Le Nigéria n’est pas épargné par les discriminations islamophobes. Deux infirmières musulmanes qui, après avoir trouvé un emploi à l’hôpital de Lagos, ancienne capitale du pays, ont été renvoyées pour avoir refusé de retirer leur voile. Les autorités de l’hôpital leur ont demandé de choisir entre leur travail et leur voile islamique.

Fasilat Olayinka Lawal, l’une des infirmières concernées, explique :

“Au début du premier mois, on m’a demandé de retirer mon voile.[…] Je les ai suppliés de m’autoriser à le porter.”

Elle ajoute qu’elle a une autorisation des dirigeants du Département Infirmier au sein du Conseil d’Infirmerie et des sage-femmes du Nigéria. 

La raison invoquée pour justifier l’interdiction du voile est la non conformité à la tenue adéquate d’une infirmière “il s’agit d’une tenue impropre car le hijab n’est pas une charlotte spécifique aux infirmières”. 

Les deux femmes étaient accusées d’acte d’insubordination car elles ont continué à porter leur hijab malgré l’interdiction.

Voilà déjà plusieurs mois qu’elles se battent contre cette injustice. Cependant,  le Conseil disciplinaire réuni en avril a exigé qu’elles retirent leur voile au travail sans quoi elles ne pourront revenir exercer leur métier. Ainsi, les femmes ont saisi la justice.

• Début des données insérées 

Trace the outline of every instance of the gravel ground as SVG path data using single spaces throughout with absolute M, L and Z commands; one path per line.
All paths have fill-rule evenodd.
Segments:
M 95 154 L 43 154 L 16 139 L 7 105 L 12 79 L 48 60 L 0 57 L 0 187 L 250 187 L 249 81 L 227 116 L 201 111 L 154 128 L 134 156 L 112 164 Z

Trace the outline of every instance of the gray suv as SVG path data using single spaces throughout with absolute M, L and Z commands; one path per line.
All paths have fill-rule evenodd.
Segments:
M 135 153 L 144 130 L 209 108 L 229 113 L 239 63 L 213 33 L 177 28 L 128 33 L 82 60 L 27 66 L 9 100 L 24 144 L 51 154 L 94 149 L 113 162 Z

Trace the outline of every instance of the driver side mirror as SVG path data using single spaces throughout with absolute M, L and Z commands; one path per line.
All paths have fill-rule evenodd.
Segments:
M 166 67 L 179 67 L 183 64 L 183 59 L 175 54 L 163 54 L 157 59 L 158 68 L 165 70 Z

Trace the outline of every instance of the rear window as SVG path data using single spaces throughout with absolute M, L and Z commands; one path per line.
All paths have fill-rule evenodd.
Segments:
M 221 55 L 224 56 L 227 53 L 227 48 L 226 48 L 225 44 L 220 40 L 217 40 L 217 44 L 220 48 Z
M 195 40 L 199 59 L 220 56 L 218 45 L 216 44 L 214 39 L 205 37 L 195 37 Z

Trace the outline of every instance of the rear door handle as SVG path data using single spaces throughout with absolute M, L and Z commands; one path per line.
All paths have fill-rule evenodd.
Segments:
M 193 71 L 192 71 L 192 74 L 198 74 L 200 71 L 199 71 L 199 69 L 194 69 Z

Elles demandent désormais des réparations pour cette injustice qui va à l’encontre de leurs droits fondamentaux.

Le voile devient une réelle polémique dans la région du Sud-Ouest du Nigéria dans laquelle les musulmans accusent les institutions publiques d’empêcher les femmes musulmanes de jouir de leur droit de porter le voile, pourtant autorisé par la constitution. 

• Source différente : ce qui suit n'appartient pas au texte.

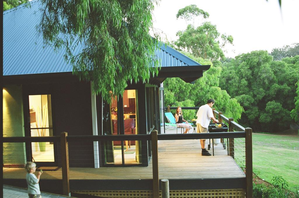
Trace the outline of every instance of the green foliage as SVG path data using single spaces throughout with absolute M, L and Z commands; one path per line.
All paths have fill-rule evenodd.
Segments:
M 220 44 L 220 33 L 216 26 L 206 22 L 195 28 L 189 25 L 184 30 L 179 31 L 176 34 L 179 39 L 175 44 L 181 50 L 185 49 L 196 57 L 207 59 L 212 61 L 224 58 L 221 47 L 227 42 L 232 44 L 231 36 L 222 36 L 223 43 Z
M 176 106 L 180 104 L 182 107 L 199 107 L 205 104 L 209 99 L 213 98 L 215 100 L 213 107 L 217 110 L 222 112 L 227 117 L 234 118 L 235 120 L 239 119 L 244 111 L 243 108 L 237 99 L 231 98 L 226 91 L 218 87 L 221 67 L 213 67 L 208 60 L 181 52 L 202 65 L 211 66 L 204 73 L 202 77 L 195 81 L 194 84 L 185 82 L 178 78 L 167 79 L 164 82 L 165 105 Z M 185 106 L 187 105 L 188 106 Z M 187 111 L 184 110 L 184 118 L 188 119 L 196 118 L 197 111 L 188 110 L 190 111 L 190 114 L 188 112 L 187 117 L 185 113 Z M 191 117 L 189 117 L 189 115 Z
M 276 188 L 282 188 L 289 187 L 289 184 L 286 180 L 283 178 L 282 176 L 274 176 L 271 180 L 271 182 L 273 186 Z
M 291 115 L 295 122 L 299 124 L 299 81 L 296 83 L 297 85 L 297 90 L 296 93 L 297 95 L 295 97 L 294 100 L 295 102 L 295 108 L 291 112 Z M 299 134 L 299 131 L 298 131 Z
M 28 2 L 28 0 L 5 0 L 3 1 L 3 11 L 11 9 Z
M 232 44 L 234 39 L 231 35 L 225 34 L 220 36 L 216 26 L 209 22 L 205 22 L 195 28 L 194 21 L 196 17 L 201 16 L 205 19 L 209 16 L 208 13 L 195 5 L 179 10 L 176 15 L 177 19 L 184 19 L 186 22 L 193 20 L 193 25 L 188 25 L 184 30 L 177 33 L 179 39 L 174 44 L 179 50 L 187 51 L 196 57 L 213 62 L 224 58 L 222 48 L 228 43 Z
M 267 186 L 264 184 L 257 182 L 253 179 L 252 184 L 252 197 L 255 198 L 275 197 L 274 188 Z
M 207 19 L 210 16 L 210 15 L 206 12 L 199 9 L 196 5 L 193 4 L 180 9 L 176 14 L 176 19 L 183 19 L 186 21 L 186 22 L 193 20 L 194 26 L 195 18 L 199 16 L 202 16 L 204 19 Z
M 174 104 L 175 106 L 178 107 L 194 107 L 194 102 L 187 99 L 186 100 L 181 101 L 180 102 L 176 102 Z M 195 117 L 196 115 L 196 112 L 197 111 L 195 110 L 182 110 L 183 113 L 183 116 L 184 118 L 184 119 L 187 120 L 191 120 Z
M 266 185 L 253 178 L 252 197 L 257 198 L 296 198 L 298 192 L 288 188 L 288 182 L 281 176 L 274 176 L 271 180 L 273 185 Z
M 271 55 L 275 61 L 280 60 L 286 57 L 292 57 L 299 55 L 299 43 L 293 43 L 291 46 L 285 45 L 282 47 L 274 48 Z
M 267 103 L 265 111 L 261 113 L 259 121 L 266 124 L 268 131 L 273 131 L 278 126 L 283 128 L 289 122 L 289 116 L 290 112 L 283 108 L 281 104 L 273 101 Z M 279 121 L 277 122 L 277 120 Z
M 10 4 L 7 4 L 6 1 L 3 2 L 3 11 L 5 11 L 12 8 L 12 6 Z
M 94 93 L 108 102 L 123 94 L 128 81 L 145 82 L 158 72 L 158 42 L 149 33 L 155 2 L 42 0 L 37 28 L 45 44 L 65 49 L 73 73 L 92 81 Z
M 299 56 L 273 61 L 266 51 L 256 51 L 229 60 L 223 63 L 220 87 L 244 108 L 240 123 L 255 131 L 288 129 L 295 107 Z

Il y a quelques années, le gouvernement de Lagos a interdit le port du voile à l’école. La tenue islamique est également proscrite dans la plupart des territoires du Sud-Ouest. La communauté musulmane poursuit en justice l’Etat afin d’obtenir l’autorisation de porter le voile à l’école.

Les dirigeants musulmans s’érigent contre ces mesures et abus discriminatoires qui violent les droits religieux des étudiants musulmans tels qu’énoncés dans la constitution.